If someone can present an actual spreadsheet showing where the money would come from and how to avoid impacting the prices of things that people requiring BI would be purchasing, then I would be extremely interested in it, but I am willing to flat out say that it's impossible to cough up $2.7 trillion yearly (that's 18% of the US's GDP) without moving the needle in a substantial manner.
Out of curiosity, I ran some BI numbers and arrived at a similar figure ($2.9T/yr, 17% of GDP, 81% of the entire federal budget).
I dug into some numbers to try to figure out what kind of tax rate you'd need to make that work. It's... challenging to say the least.
What I did find however was that in terms of income distribution, only 23M households were making <$20K/yr (mean household size was 2). An incredibly rough number, but you could run a Guaranteed Minimum Income program for $20K/yr for about 10x less (1.7% GDP) - you'd get that for free if you switched to single-payer nationalized health care (Canada, Germany, France, UK, Japan costs are 9-11% GDP while the US currently spends just under 18% GDP)[1]
This of course will never happen in the US because it'd make too much sense.
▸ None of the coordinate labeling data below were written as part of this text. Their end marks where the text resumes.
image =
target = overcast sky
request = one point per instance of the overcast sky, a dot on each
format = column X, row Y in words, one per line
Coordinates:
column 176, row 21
I would expect that BI would (and should) have an impact on the cost of housing.
If the BI is constant across a geographical area that has varying housing costs then people without any other income would choose to live in cheaper areas, those living in currently expensive areas would have to pay more for basic services to allow people providing them to live nearby. I think this would help to deflate the current housing bubbles.